4 Is de uitvoering van de beheersregelingen consistent?

4.3 Ruimtelijke rangschikking van de beschikkingen

De ruimtelijke rangschikking van de beschikkingen of beheereenheden is op twee manieren in beeld gebracht.

De eerste is de mate waarin de beheereenheden met graslandpakketten binnen de netto begrensde EHS liggen (PKBkaart Nota Ruimte). De gedachte is dat naarmate het aandeel dat binnen de Ecologische Hoofdstructuur (EHS) ligt toeneemt, de bijdrage aan de ruimtelijke samenhang van de EHS groter is. Tevens geldt dat wanneer de graslanden binnen de EHS vallen, zij ook profiteren van de beschermingsregimes die gelden voor de EHS en van de uitvoering van het beleid ten aanzien van milieumaatregelen.
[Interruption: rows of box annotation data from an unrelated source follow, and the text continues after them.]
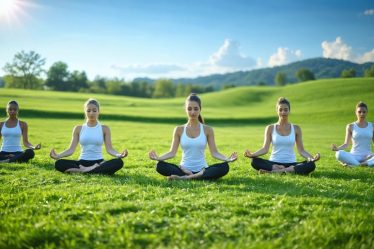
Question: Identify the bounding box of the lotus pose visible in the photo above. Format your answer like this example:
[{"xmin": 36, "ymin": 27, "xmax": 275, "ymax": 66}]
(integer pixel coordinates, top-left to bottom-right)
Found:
[
  {"xmin": 0, "ymin": 100, "xmax": 41, "ymax": 163},
  {"xmin": 149, "ymin": 94, "xmax": 237, "ymax": 180},
  {"xmin": 50, "ymin": 99, "xmax": 128, "ymax": 175},
  {"xmin": 331, "ymin": 102, "xmax": 374, "ymax": 166},
  {"xmin": 244, "ymin": 97, "xmax": 320, "ymax": 175}
]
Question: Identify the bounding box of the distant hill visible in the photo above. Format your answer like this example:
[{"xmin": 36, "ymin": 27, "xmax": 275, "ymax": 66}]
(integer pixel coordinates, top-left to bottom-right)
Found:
[{"xmin": 134, "ymin": 58, "xmax": 374, "ymax": 88}]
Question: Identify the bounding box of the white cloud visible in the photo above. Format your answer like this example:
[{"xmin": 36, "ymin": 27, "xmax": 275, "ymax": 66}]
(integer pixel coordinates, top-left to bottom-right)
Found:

De tweede manier betreft een analyse naar de mate van geïsoleerdheid van de beheereenheden, mede in relatie tot de grootte van de beheereenheid. De gedachte hierbij is dat de kwaliteit van een gebied erbij gebaat is, naarmate het areaal ervan groter is en naarmate de afstand tot gelijksoortige buurgebieden geringer is. De gebiedsgrootte is daarbij in vier klassen onderscheiden: 0,5-10 ha (kleine graslandeenheden); 10-100 ha (middelgrote graslandeenheden); 100-1000 ha (grote graslandeenheden) en groter of gelijk aan 1000 ha (zeer grote graslandeenheden). Per grootteklasse zijn de arealen van graslandbeheer- eenheden opgeteld.
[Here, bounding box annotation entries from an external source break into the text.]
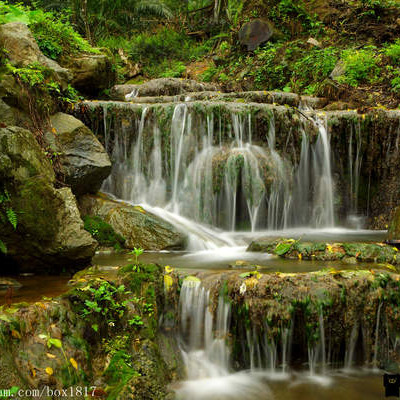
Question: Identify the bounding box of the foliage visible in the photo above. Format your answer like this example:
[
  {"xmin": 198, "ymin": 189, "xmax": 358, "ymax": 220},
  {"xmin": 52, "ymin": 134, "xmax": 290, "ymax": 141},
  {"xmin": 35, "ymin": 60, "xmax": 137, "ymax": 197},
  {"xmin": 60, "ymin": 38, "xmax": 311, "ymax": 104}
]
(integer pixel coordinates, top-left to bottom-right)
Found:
[
  {"xmin": 104, "ymin": 350, "xmax": 139, "ymax": 400},
  {"xmin": 0, "ymin": 1, "xmax": 98, "ymax": 60},
  {"xmin": 291, "ymin": 46, "xmax": 339, "ymax": 94},
  {"xmin": 338, "ymin": 46, "xmax": 381, "ymax": 87},
  {"xmin": 76, "ymin": 280, "xmax": 128, "ymax": 324},
  {"xmin": 84, "ymin": 215, "xmax": 125, "ymax": 249},
  {"xmin": 384, "ymin": 39, "xmax": 400, "ymax": 65},
  {"xmin": 0, "ymin": 188, "xmax": 18, "ymax": 253},
  {"xmin": 37, "ymin": 0, "xmax": 171, "ymax": 44},
  {"xmin": 6, "ymin": 63, "xmax": 80, "ymax": 118},
  {"xmin": 131, "ymin": 247, "xmax": 144, "ymax": 265},
  {"xmin": 269, "ymin": 0, "xmax": 323, "ymax": 35},
  {"xmin": 129, "ymin": 28, "xmax": 210, "ymax": 77},
  {"xmin": 161, "ymin": 61, "xmax": 186, "ymax": 78}
]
Om te voorkomen dat aangrenzende beheerseenheden, gescheiden door bijvoorbeeld een zandpad, als twee afzonderlijke gebieden worden beschouwd, is rond de beheereenheden een buffer van 10 meter gelegd. Wanneer een buurgebied binnen deze buffer ligt, zijn de beheereenheden geclusterd en als één beheereenheid opgevat. Tien meter geldt als een afstand waarbinnen aan elkaar grenzende beheereenheden als een volkomen eenheid functioneren. De eenheden worden dan niet meer opgedeeld door sloten, paden of administratieve grenzen.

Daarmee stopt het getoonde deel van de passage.